My mother sighed, and rubbed her temples. Through the thin drapes in the living room window I could see the house across the street. Its long grass wavered as the sheer material between us moved with the wind.
“Neil, right now, it’s good for you to be over there. Don’t you understand?”
I grumbled. “I don’t think I can do it. There are too many rules—”
“It will be okay. Just do this for me, please?” She took my hand and smiled at me. What else could I do but agree? She ran her fingers through my hair approvingly.
“You’re growing up too fast, little man.”
• • • •
The next day I was allowed to take a vacation from Mitch. It sounds harsh to say, but I needed it. As much as I didn’t want to disappoint my mother, I also couldn’t be cooped up in that moldering house. The day was a beautiful one, the kind where the sunlight shines so bright it makes everything glitter, and I spent the good part of it on the front lawn of the house, just sitting in the grass, looking up at the sky and trying to pretend my family was still whole. It worked, but only for a few seconds at a time.
I lay there and watched the clouds change shape and creep past, and without warning I was startled by a soft flutter of darkness over my eyes. I shook my head violently and instinctively sat up, but the obstruction had gone. Across the grass, a dark brown butterfly moved erratically before it lit on the stem of a dandelion.
It came from the house across the street, whose overgrown lawn attracted them by the dozens. My mind flashed to Mitch and how much he used to like watching the butterflies only a year earlier, before being sealed away in his house. I carefully stood and inched my way toward the creature. It flattened its wings to warm itself in the sun, and I saw the beautiful pattern of tiny circles, like a row of eyes, that edged them. I stood over it, careful to avoid putting my shadow between us, and when it closed its wings once more I bent down and pinched them between my fingers. The insect struggled, its legs moving wildly as I picked it up, but I did not let it go.
I looked up and my eyes fell on the house across the street. I don’t know why—I’d barely give
n it much thought until then—but when I looked I momentarily saw the face of a young girl in the dark curtained window before it disappeared. It was so quick, I wondered if I’d truly seen anything. If I had, the curtains were certainly no evidence. It didn’t look as though they’d moved.

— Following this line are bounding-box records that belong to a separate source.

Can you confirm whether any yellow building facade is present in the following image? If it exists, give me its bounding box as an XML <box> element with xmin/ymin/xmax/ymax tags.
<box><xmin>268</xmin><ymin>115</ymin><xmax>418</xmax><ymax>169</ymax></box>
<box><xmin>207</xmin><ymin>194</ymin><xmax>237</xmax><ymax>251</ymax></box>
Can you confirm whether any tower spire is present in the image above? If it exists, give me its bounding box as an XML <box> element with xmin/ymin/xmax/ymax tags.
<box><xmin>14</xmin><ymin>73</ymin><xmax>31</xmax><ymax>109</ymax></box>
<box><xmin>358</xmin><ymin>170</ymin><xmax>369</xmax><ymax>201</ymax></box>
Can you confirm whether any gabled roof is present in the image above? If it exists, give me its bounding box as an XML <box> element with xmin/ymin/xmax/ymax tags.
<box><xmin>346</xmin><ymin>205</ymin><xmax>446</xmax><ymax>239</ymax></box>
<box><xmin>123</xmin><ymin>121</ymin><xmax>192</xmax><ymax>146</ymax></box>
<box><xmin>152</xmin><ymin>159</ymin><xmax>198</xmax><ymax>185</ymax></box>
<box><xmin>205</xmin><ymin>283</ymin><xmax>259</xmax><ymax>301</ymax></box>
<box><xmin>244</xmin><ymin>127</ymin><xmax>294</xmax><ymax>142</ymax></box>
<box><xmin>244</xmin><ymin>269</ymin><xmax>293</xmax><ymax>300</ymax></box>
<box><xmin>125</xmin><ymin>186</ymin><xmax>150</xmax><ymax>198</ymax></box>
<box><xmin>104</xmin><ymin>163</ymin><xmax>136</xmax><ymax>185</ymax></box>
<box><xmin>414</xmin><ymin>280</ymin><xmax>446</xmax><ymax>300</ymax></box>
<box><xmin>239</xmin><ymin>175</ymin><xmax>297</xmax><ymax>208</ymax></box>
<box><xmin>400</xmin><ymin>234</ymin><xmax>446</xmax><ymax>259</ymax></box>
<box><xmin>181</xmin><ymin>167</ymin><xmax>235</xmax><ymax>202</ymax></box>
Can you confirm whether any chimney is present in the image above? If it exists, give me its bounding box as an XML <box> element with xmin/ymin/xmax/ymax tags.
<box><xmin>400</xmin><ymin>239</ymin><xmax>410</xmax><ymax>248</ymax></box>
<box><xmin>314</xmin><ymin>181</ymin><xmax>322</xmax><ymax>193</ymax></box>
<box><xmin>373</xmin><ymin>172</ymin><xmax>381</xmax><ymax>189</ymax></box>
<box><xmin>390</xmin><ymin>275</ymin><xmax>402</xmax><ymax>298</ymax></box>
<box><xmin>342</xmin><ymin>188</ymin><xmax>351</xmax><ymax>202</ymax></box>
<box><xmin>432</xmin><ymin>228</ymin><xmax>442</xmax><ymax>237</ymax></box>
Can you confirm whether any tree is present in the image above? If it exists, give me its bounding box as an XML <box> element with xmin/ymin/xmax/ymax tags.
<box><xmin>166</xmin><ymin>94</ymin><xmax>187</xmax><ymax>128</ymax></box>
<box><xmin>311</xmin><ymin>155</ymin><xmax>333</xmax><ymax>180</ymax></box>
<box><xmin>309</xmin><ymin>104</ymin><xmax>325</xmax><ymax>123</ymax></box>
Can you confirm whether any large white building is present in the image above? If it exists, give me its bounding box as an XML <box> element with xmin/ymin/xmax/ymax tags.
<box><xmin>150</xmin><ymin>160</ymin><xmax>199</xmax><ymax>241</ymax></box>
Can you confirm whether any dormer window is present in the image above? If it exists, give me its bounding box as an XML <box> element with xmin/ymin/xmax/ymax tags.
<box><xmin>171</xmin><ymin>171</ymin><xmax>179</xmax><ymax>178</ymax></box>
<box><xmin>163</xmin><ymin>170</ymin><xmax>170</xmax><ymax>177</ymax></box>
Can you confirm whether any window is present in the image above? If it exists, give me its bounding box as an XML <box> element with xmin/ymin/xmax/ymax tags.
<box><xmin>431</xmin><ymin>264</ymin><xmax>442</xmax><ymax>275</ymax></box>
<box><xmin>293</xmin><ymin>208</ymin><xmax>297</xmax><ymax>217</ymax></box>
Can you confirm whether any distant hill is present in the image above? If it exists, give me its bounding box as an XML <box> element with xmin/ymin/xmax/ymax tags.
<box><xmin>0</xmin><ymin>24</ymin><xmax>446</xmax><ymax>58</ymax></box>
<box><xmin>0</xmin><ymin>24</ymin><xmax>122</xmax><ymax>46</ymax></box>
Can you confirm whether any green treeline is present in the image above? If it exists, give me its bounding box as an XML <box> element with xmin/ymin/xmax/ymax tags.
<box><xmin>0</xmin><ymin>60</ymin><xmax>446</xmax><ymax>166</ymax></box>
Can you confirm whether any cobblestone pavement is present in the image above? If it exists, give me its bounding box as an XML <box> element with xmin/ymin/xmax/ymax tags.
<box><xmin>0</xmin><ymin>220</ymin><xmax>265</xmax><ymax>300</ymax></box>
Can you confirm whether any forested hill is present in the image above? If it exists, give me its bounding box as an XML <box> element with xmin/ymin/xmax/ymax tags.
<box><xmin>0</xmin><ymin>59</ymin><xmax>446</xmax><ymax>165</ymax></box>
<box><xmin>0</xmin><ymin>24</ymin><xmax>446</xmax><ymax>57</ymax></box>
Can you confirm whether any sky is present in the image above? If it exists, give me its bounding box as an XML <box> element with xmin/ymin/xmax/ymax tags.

I went to cup the butterfly in my hand, before going inside to get a glass jar, but the fragile creature had disappeared. It must have slipped free during my surprise. All that was left was a dust of dark brown scales on my fingertips. I cleaned them on the side of my pants and looked back at the vacant house. It lay still in the summer morning, looking as though nothing unusual had occurred.
Inside, my mother sat at the kitchen table, her back to me. When she heard my voice, she jumped, but didn’t turn around right away. I asked her if someone had moved into the house across the street.
“No. Why?”
“I thought I saw—” I started, and as she turned around I realized how foolish I was being. It was likely a reflection and nothing more. She didn’t give me time to explain anyway.
“Get ready. We’re off to the Ramseys’.”
“Mom!” I said and stamped my foot. “You promised.”
She had no patience for my tantrum. She shut it down before I was even worked up.
“We’re going, and that’s final. Get ready. Now.”
Mitch was away from his bedroom window when we arrived, a white mask covering the lower half of his face. Mrs. Ramsey let my mother and me in, and then triple-checked the door was shut before hugging us both very tightly. I could feel my ribs straining from the pressure, and thought she’d never let me go. When she did, she glanced at me with an uneasiness that suggested she’d gone too far, and tried to compose herself by pushing her tight curls back into her bun. She smiled at me, her face folding into deep lines that looked forced and unnatural. Her eyes, though, were the worst. Baggy, wide and tired, they were the eyes of someone who had seen far too much and lived through even more. Far more than anyone deserved.